The court ruling was revealed by Lopez's Voluntad Popular (Popular Will) political party and later confirmed by his lawyers.
His defence team earlier said there had been serious irregularities in the trial, with the judge hearing 138 witnesses for the prosecution but only one of the 50 witnesses and pieces of evidence submitted by the defence.
His family says he has been in solitary confinement for most of his 19 months in prison and that his human rights have been violated.
- Born into a well-off family with links to the business and oil sector, educated in the US
- Came to prominence when elected mayor of Caracas's Chacao district in 2000
- Accused of playing active role in street protests which led to brief removal in 2002 of then President Hugo Chavez
- Was barred from running for mayoral re-election in 2008 for allegedly misusing public funds
- Handed himself in to police in February 2014 after protests
Several other opposition leaders have also been held in detention and their fate has divided opinion in Venezuela.
The US government and the United Nations have called for their release.
Reacting to the court verdict, US Assistant Secretary of State for Western Hemisphere Affairs Roberta Jacobson said she was "deeply concerned" by the conviction.
She also urged the Venezuelan government to "protect democracy" in the country.
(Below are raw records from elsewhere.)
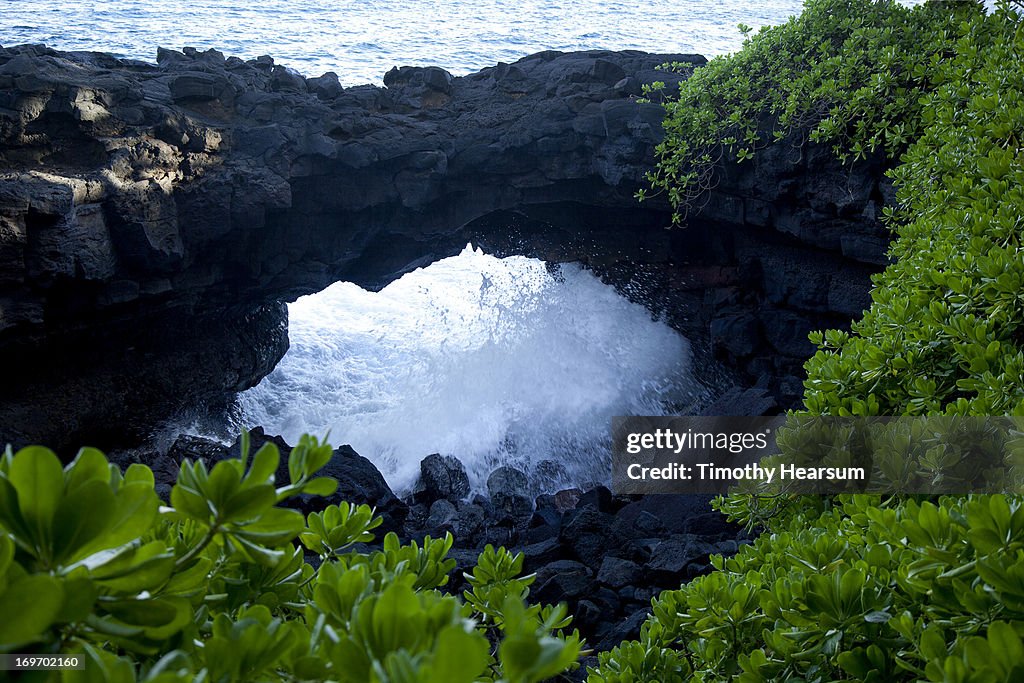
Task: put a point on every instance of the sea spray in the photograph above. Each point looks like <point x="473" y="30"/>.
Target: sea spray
<point x="492" y="360"/>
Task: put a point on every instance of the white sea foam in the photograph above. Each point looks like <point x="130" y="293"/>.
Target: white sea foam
<point x="493" y="360"/>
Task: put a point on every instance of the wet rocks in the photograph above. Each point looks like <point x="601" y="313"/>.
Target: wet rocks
<point x="442" y="477"/>
<point x="154" y="217"/>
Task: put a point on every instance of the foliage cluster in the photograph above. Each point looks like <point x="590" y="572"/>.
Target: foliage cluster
<point x="846" y="73"/>
<point x="214" y="588"/>
<point x="859" y="588"/>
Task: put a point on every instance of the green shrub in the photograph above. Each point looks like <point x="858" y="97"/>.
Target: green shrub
<point x="858" y="588"/>
<point x="213" y="587"/>
<point x="847" y="73"/>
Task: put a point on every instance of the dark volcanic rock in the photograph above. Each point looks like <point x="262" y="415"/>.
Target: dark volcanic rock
<point x="442" y="477"/>
<point x="154" y="217"/>
<point x="671" y="557"/>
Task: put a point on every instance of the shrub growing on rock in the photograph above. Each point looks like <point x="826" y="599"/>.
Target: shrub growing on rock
<point x="858" y="588"/>
<point x="211" y="586"/>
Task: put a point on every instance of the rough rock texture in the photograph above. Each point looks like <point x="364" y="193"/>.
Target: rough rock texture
<point x="153" y="217"/>
<point x="598" y="554"/>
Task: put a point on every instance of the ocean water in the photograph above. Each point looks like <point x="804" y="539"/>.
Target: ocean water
<point x="493" y="360"/>
<point x="361" y="39"/>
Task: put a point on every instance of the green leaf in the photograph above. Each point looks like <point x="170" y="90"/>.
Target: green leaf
<point x="37" y="475"/>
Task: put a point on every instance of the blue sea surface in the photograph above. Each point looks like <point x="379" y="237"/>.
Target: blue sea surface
<point x="361" y="39"/>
For many poorer Venezuelans, Lopez is seen as a dangerous figure who incites violence and coups against the government and who is out of touch with the needs of most ordinary people.
His critics point to his involvement in 2002 in a failed coup attempt against late President Hugo Chavez.
But his supporters say he is a scapegoat for current President Nicolas Maduro during the country's economic crisis that has led to shortages of basic goods.